Der Goldene war nicht überzeugt, doch sein Bruder hatte ihn erstaunlicherweise unterstützt. Nun wollte er ihn auf die gleiche Art überraschen. Dieser Krieg ist größer als jeder, in den wir zuvor ziehen mussten. Wir werden ihn nicht gewinnen, wie wir bisher unsere Schlachten gewonnen haben. Es ist an der Zeit, neue Wege zu gehen. Ich stimme dem Erstgeschlüpften zu. Wagen wir es! Lassen wir die Besten unter den Albenkindern kommandieren. Bedenkt, wie sehr uns Solaiyn überrascht hat. Finden wir heraus, wie viele weitere große Feldherren darauf warten, sich zu bewähren.
Werden nicht auch wir verwundbar, wenn wir versuchen, so viele Orte zu besetzen?, wandte der Smaragdene ein.
Wir wollen keine einzige Stadt besetzen, entgegnete der Dunkle entschieden. Wir werden nicht die Fehler unserer Gegner begehen. Schließlich wollen wir Nangog nicht erobern. Wir wollen die Welt der Riesin befreien.
Warum führen wir diesen Krieg, wenn wir nichts erobern? Der Flammende wirkte ernsthaft verwirrt. Ich gehe doch auch nicht auf die Jagd, um meine Beute dann nicht zu verschlingen.

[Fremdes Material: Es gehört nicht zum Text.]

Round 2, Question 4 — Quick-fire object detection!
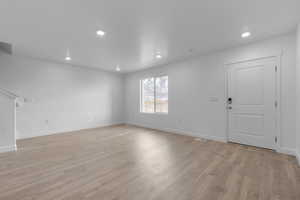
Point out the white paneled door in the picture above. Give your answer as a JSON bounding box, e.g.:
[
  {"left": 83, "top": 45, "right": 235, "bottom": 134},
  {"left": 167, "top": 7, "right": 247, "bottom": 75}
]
[{"left": 227, "top": 58, "right": 277, "bottom": 149}]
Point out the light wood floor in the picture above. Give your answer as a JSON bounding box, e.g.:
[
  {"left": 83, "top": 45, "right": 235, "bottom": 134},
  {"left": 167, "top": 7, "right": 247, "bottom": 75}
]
[{"left": 0, "top": 126, "right": 300, "bottom": 200}]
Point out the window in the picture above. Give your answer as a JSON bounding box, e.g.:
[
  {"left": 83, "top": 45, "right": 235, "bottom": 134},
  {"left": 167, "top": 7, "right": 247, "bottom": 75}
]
[{"left": 141, "top": 76, "right": 168, "bottom": 113}]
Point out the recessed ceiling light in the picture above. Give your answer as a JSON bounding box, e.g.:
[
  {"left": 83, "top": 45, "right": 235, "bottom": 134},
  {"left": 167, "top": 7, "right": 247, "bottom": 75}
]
[
  {"left": 96, "top": 30, "right": 105, "bottom": 37},
  {"left": 241, "top": 31, "right": 251, "bottom": 38},
  {"left": 155, "top": 54, "right": 162, "bottom": 59},
  {"left": 65, "top": 56, "right": 72, "bottom": 61}
]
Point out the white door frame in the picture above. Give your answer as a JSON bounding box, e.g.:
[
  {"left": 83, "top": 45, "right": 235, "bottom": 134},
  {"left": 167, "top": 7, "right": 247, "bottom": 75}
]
[{"left": 224, "top": 52, "right": 282, "bottom": 152}]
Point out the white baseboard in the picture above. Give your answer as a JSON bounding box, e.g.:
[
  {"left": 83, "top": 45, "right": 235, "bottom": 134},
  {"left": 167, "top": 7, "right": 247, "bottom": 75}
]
[
  {"left": 126, "top": 122, "right": 227, "bottom": 142},
  {"left": 0, "top": 145, "right": 17, "bottom": 153},
  {"left": 17, "top": 122, "right": 125, "bottom": 140},
  {"left": 295, "top": 151, "right": 300, "bottom": 166}
]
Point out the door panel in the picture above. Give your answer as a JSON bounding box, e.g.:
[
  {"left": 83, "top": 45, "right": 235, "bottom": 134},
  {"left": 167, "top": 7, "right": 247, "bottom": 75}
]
[{"left": 227, "top": 59, "right": 276, "bottom": 149}]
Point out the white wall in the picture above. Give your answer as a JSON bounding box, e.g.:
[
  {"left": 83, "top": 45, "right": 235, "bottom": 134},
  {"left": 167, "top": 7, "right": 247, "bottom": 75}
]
[
  {"left": 125, "top": 33, "right": 296, "bottom": 153},
  {"left": 0, "top": 93, "right": 16, "bottom": 152},
  {"left": 0, "top": 53, "right": 123, "bottom": 138},
  {"left": 296, "top": 24, "right": 300, "bottom": 164}
]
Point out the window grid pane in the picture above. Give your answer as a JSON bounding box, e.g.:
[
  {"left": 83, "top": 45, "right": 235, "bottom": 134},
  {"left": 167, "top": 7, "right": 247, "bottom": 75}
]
[{"left": 140, "top": 76, "right": 168, "bottom": 113}]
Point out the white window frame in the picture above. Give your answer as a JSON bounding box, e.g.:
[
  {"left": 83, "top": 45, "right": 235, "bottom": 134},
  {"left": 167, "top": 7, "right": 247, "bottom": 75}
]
[{"left": 140, "top": 75, "right": 169, "bottom": 115}]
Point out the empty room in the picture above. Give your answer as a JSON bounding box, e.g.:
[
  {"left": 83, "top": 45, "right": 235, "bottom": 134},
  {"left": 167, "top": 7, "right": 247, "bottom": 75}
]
[{"left": 0, "top": 0, "right": 300, "bottom": 200}]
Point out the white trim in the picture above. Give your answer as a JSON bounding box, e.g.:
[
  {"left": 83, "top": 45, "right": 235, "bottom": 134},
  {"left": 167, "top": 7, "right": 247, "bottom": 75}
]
[
  {"left": 17, "top": 122, "right": 125, "bottom": 140},
  {"left": 296, "top": 152, "right": 300, "bottom": 166},
  {"left": 224, "top": 54, "right": 282, "bottom": 152},
  {"left": 0, "top": 145, "right": 17, "bottom": 153},
  {"left": 125, "top": 122, "right": 227, "bottom": 143},
  {"left": 276, "top": 147, "right": 297, "bottom": 156},
  {"left": 0, "top": 88, "right": 19, "bottom": 99}
]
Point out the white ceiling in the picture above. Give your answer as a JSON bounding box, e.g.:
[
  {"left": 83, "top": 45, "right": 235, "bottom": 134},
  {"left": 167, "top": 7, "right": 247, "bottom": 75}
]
[{"left": 0, "top": 0, "right": 300, "bottom": 72}]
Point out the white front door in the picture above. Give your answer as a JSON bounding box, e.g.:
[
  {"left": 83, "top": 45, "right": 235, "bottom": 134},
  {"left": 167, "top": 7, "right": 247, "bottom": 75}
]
[{"left": 227, "top": 58, "right": 277, "bottom": 149}]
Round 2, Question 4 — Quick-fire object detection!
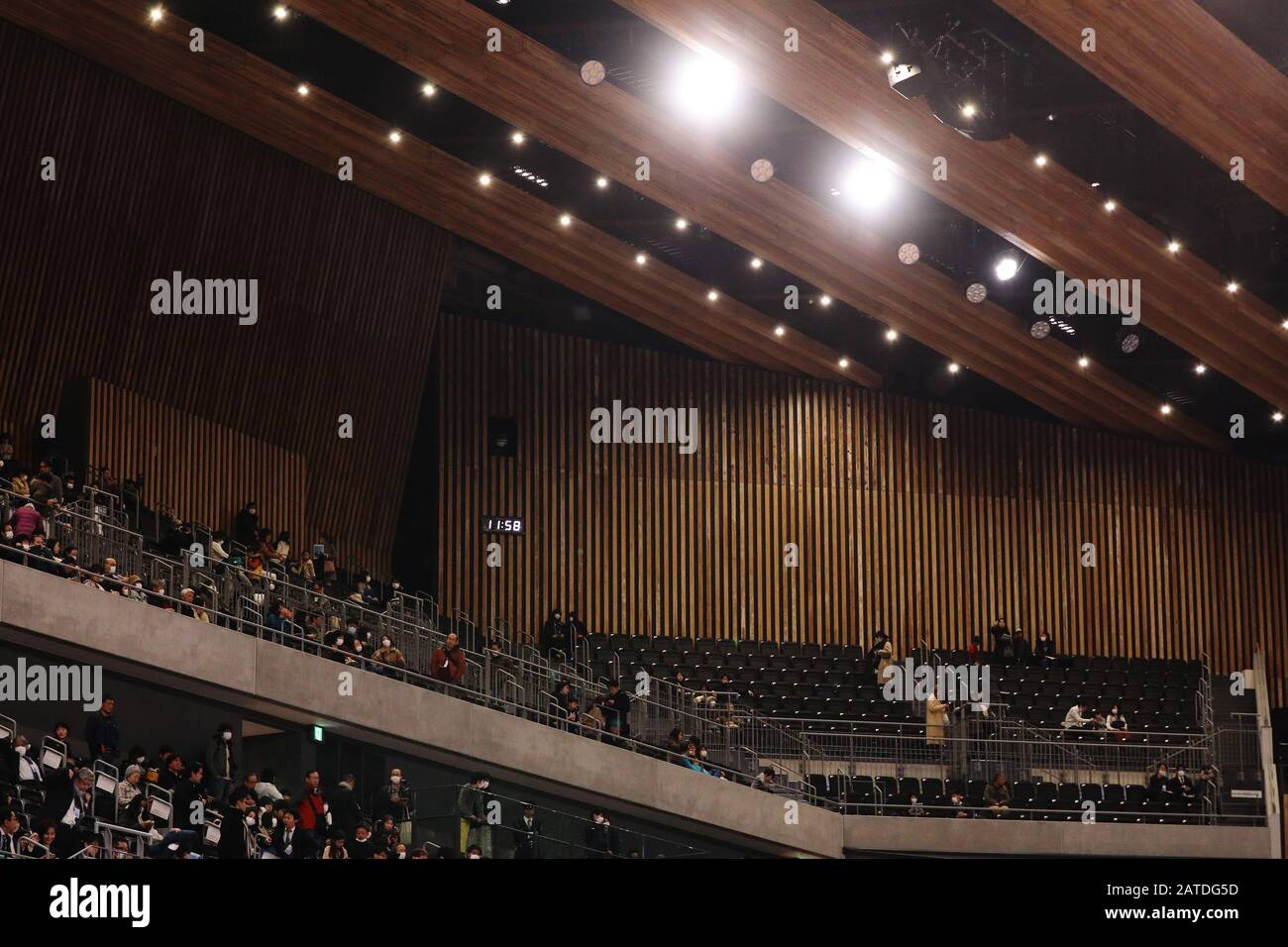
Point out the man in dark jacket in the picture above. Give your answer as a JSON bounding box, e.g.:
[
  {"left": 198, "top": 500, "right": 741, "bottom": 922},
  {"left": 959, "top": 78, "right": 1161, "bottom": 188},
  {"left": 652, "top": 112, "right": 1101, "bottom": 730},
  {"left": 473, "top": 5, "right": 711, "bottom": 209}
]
[
  {"left": 85, "top": 695, "right": 121, "bottom": 763},
  {"left": 326, "top": 773, "right": 365, "bottom": 841},
  {"left": 219, "top": 786, "right": 259, "bottom": 858},
  {"left": 510, "top": 802, "right": 541, "bottom": 858}
]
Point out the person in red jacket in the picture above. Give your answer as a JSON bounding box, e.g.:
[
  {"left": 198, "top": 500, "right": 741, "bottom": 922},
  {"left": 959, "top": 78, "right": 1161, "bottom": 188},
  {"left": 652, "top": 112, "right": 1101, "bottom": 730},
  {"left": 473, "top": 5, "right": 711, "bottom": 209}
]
[
  {"left": 299, "top": 770, "right": 327, "bottom": 839},
  {"left": 429, "top": 631, "right": 465, "bottom": 684}
]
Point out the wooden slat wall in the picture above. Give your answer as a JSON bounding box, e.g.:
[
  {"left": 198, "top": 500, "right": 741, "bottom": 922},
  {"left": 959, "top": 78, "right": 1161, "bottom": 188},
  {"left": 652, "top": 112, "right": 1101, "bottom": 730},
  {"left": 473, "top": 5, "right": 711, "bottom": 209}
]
[
  {"left": 437, "top": 317, "right": 1288, "bottom": 699},
  {"left": 87, "top": 378, "right": 310, "bottom": 552},
  {"left": 0, "top": 20, "right": 448, "bottom": 573}
]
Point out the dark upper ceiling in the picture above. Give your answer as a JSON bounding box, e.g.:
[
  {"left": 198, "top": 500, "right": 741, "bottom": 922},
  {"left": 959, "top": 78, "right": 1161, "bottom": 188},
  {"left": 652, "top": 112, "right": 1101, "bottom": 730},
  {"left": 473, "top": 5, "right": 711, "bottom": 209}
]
[{"left": 143, "top": 0, "right": 1288, "bottom": 462}]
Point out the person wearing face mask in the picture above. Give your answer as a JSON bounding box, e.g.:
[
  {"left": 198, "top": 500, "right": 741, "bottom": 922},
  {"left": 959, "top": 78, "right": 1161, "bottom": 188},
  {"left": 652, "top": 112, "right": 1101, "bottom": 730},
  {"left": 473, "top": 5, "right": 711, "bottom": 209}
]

Die Beute ist zu groß, sprach der Dunkle, nun sanft. Wenn wir versuchen, sie zu verschlingen, werden wir daran verenden. Wir dürfen sie nur nicht unseren Feinden überlassen. Sie würden sie verschlingen, ein ganzes Zeitalter lang, und danach wären sie so mächtig, dass wir sie nicht aufhalten können. Verweigern wir ihnen dies! Die Alben haben uns zu den Hütern ihrer Mark berufen. Wir kämpfen auf Nangog, um unsere Heimat zu schützen. Nach jeder Schlacht werden wir unsere Truppen sofort zurückziehen, damit sie keinem Gegenschlag der Devanthar ausgesetzt sind. Bedenkt, dass die Menschen uns an Zahl weit übertreffen. Wir dürfen ihnen nicht gestatten, dass sie diesen Vorteil nutzen. Denn so zahlreich sie auch sind, auch sie haben sich mit Nangog eine Beute einverleibt, die zu groß für sie ist. Sie können nicht überall zugleich sein. Verbrennen wir ihre Städte, zerstören wir ihre Handelswege, streuen wir Salz auf ihre Felder, schlachten wir ihre Herden. Wenn es nichts mehr gibt, was sich auszubeuten lohnt, werden sie abziehen.